Leyland grew up in Perrysburg, Ohio, a suburb of Toledo. He was a minor league catcher and occasional third baseman in the Tigers' organization from 1965-70, never rising above Double-A and finishing with a .222 batting average, four home runs and 102 RBIs.

"Being not a very good player myself, I realized how hard it was to play the game," he said.

Leyland coached in the Tigers' minor league system, then started managing with Bristol of the Appalachian Rookie League in 1971. After 11 seasons as a minor league manager, he left the Tigers to serve as Tony La Russa's third base coach with the Chicago White Sox from 1982-85, then embarked on an MLB managerial career by leading the Pirates from 1986-96.

The Pittsburgh Press was said to have run a headline: "Jim Who?"

"Yeah, it was `Jim Who?' when I got here and, you know, I'm still here," Leyland said. "At least people know me a little better than they did when I first got here."

Pittsburgh got within one out of a World Series trip in 1992 before Francisco Cabrera's two-run single in Game 7 won the NL pennant for the Atlanta Braves. The Pirates sank from there after the departures of Bonds and ace pitcher Doug Drabek as free agents, and Leyland left after Pittsburgh's fourth straight losing season in 1996. Five days after his last game, he chose the Marlins over the White Sox, Boston Red Sox and California Angels.

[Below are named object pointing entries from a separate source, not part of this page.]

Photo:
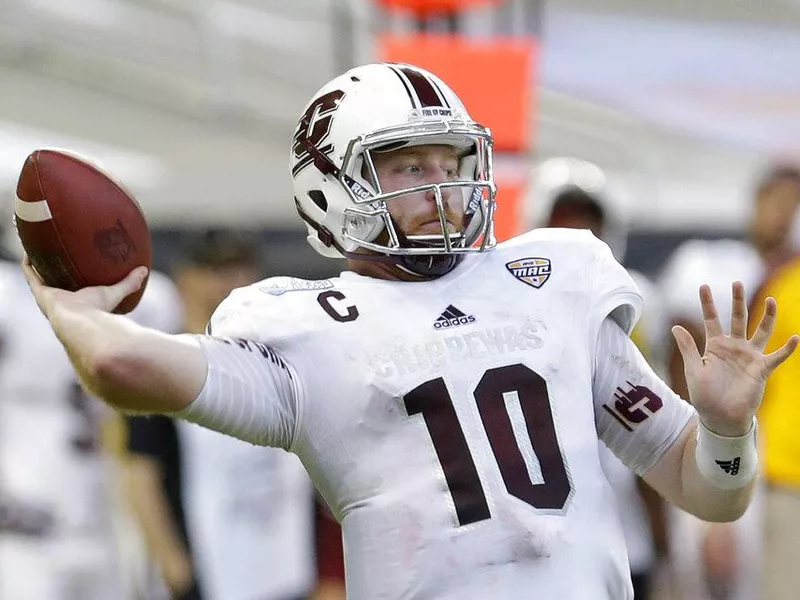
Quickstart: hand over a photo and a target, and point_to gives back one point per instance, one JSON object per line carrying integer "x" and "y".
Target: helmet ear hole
{"x": 318, "y": 198}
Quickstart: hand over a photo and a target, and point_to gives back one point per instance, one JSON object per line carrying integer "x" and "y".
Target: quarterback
{"x": 445, "y": 394}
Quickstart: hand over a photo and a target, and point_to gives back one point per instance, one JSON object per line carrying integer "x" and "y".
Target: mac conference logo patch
{"x": 534, "y": 271}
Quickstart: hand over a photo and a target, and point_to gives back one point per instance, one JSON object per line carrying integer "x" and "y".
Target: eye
{"x": 412, "y": 168}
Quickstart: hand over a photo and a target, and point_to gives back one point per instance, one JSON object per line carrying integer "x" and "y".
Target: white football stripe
{"x": 33, "y": 212}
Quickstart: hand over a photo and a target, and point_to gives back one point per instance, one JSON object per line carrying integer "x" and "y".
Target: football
{"x": 79, "y": 226}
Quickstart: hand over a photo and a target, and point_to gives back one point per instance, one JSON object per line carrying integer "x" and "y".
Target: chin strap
{"x": 429, "y": 265}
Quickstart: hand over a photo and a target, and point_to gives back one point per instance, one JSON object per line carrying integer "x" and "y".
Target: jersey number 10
{"x": 433, "y": 401}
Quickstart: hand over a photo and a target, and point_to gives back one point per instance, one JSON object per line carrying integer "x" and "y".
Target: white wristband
{"x": 727, "y": 462}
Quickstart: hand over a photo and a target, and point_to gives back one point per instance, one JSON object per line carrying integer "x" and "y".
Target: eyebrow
{"x": 416, "y": 152}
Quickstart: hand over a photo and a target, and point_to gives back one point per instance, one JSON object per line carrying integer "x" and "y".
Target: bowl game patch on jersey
{"x": 533, "y": 271}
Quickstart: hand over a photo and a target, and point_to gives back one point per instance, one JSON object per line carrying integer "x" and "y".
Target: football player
{"x": 572, "y": 193}
{"x": 445, "y": 394}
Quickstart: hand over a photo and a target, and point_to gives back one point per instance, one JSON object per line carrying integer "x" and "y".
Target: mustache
{"x": 450, "y": 217}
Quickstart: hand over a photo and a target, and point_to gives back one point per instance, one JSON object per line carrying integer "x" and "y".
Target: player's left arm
{"x": 713, "y": 466}
{"x": 705, "y": 462}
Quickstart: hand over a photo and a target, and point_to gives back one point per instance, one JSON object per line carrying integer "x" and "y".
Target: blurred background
{"x": 673, "y": 112}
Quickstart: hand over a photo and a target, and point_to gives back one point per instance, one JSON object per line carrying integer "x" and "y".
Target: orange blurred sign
{"x": 494, "y": 78}
{"x": 434, "y": 6}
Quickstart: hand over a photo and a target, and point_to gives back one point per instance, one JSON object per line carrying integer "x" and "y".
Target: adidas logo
{"x": 452, "y": 317}
{"x": 731, "y": 467}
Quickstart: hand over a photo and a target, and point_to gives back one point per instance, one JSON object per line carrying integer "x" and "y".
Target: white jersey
{"x": 52, "y": 460}
{"x": 452, "y": 425}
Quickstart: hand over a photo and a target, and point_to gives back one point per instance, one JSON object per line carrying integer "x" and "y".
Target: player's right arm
{"x": 131, "y": 367}
{"x": 230, "y": 384}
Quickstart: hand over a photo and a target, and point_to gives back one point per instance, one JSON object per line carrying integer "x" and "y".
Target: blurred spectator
{"x": 57, "y": 495}
{"x": 247, "y": 509}
{"x": 779, "y": 423}
{"x": 640, "y": 508}
{"x": 724, "y": 560}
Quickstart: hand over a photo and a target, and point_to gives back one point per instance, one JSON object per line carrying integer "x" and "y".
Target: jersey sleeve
{"x": 638, "y": 416}
{"x": 613, "y": 292}
{"x": 161, "y": 306}
{"x": 250, "y": 392}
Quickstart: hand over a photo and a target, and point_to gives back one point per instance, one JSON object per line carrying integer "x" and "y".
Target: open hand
{"x": 726, "y": 384}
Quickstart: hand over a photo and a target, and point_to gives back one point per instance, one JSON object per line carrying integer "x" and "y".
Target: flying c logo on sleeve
{"x": 633, "y": 406}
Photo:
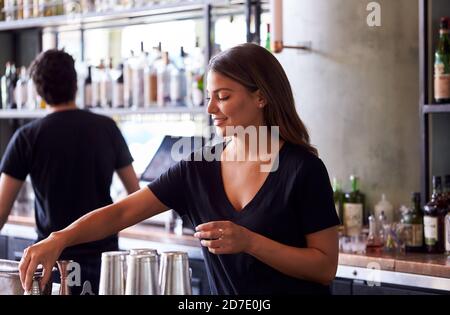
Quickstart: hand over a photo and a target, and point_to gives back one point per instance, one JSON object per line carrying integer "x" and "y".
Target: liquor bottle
{"x": 151, "y": 77}
{"x": 88, "y": 89}
{"x": 447, "y": 191}
{"x": 164, "y": 81}
{"x": 385, "y": 206}
{"x": 118, "y": 97}
{"x": 268, "y": 39}
{"x": 338, "y": 198}
{"x": 433, "y": 219}
{"x": 137, "y": 81}
{"x": 413, "y": 225}
{"x": 178, "y": 81}
{"x": 374, "y": 242}
{"x": 354, "y": 212}
{"x": 4, "y": 85}
{"x": 442, "y": 65}
{"x": 31, "y": 94}
{"x": 20, "y": 91}
{"x": 106, "y": 86}
{"x": 2, "y": 12}
{"x": 447, "y": 217}
{"x": 127, "y": 80}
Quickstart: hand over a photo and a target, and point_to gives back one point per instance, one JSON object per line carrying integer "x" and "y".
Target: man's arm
{"x": 9, "y": 188}
{"x": 129, "y": 178}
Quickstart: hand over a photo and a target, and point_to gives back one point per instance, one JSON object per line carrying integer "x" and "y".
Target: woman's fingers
{"x": 23, "y": 267}
{"x": 47, "y": 274}
{"x": 29, "y": 273}
{"x": 209, "y": 235}
{"x": 212, "y": 244}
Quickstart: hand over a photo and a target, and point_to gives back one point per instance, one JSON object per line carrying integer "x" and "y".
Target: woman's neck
{"x": 63, "y": 107}
{"x": 258, "y": 146}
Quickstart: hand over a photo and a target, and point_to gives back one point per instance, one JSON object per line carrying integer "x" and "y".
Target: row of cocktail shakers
{"x": 145, "y": 272}
{"x": 135, "y": 272}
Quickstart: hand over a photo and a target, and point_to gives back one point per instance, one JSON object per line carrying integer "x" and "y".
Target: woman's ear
{"x": 260, "y": 99}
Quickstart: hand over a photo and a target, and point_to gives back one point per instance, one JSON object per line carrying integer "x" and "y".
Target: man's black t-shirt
{"x": 70, "y": 157}
{"x": 294, "y": 201}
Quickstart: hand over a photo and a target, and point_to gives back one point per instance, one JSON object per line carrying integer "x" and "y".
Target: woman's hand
{"x": 224, "y": 237}
{"x": 44, "y": 253}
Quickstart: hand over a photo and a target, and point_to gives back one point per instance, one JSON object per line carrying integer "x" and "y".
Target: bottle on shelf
{"x": 196, "y": 71}
{"x": 28, "y": 9}
{"x": 374, "y": 242}
{"x": 31, "y": 94}
{"x": 127, "y": 80}
{"x": 385, "y": 206}
{"x": 151, "y": 77}
{"x": 20, "y": 91}
{"x": 8, "y": 85}
{"x": 138, "y": 65}
{"x": 95, "y": 86}
{"x": 2, "y": 12}
{"x": 412, "y": 222}
{"x": 106, "y": 86}
{"x": 268, "y": 39}
{"x": 433, "y": 219}
{"x": 4, "y": 86}
{"x": 88, "y": 89}
{"x": 447, "y": 216}
{"x": 164, "y": 72}
{"x": 118, "y": 89}
{"x": 442, "y": 64}
{"x": 338, "y": 198}
{"x": 9, "y": 10}
{"x": 178, "y": 81}
{"x": 19, "y": 9}
{"x": 383, "y": 228}
{"x": 354, "y": 210}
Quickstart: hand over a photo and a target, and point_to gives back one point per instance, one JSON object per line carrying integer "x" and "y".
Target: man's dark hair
{"x": 55, "y": 77}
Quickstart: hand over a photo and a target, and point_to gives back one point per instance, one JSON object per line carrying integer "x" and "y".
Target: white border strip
{"x": 391, "y": 277}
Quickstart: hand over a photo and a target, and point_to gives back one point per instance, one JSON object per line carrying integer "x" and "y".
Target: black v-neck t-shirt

Florida won the title the next year in the franchise's fifth season, the fastest expansion team to earn a championship at the time. But the Marlins sold off veterans and tumbled to 54-108 in 1998, and Leyland left for the Rockies. He quit after one season, saying he lacked the needed passion, and worked as a scout for the St. Louis Cardinals.

"I did a lousy job my last year of managing,″ Leyland said then. "I stunk because I was burned out. When I left there, I sincerely believed that I would not manage again. ... I always missed the competition, but the last couple of years — and this stuck in my craw a little bit — I did not want my managerial career to end like that."

He replaced Alan Trammell as Tigers manager ahead of the 2006 season and stayed through 2013.

Leyland's teams finished first six times and went 1,769-1,728. He won American League pennants in 2006, losing to the St. Louis Cardinals in a World Series that went five games, and 2012, getting swept by the San Francisco Giants. Leyland was voted manager of the year twice in the NL (1990, 1992) and once in the AL (2006), and he managed the U.S. to the 2017 World Baseball Classic championship, the Americans' only title in the event.

Now he's alongside the elite.

"It's the final stop," Leyland said. "To land there in Cooperstown, it doesn't get any better than that. I mean, that's the ultimate. I certainly never thought it was going to happen. Most people probably don't. But it did, and I'm sure I'm going to enjoy it."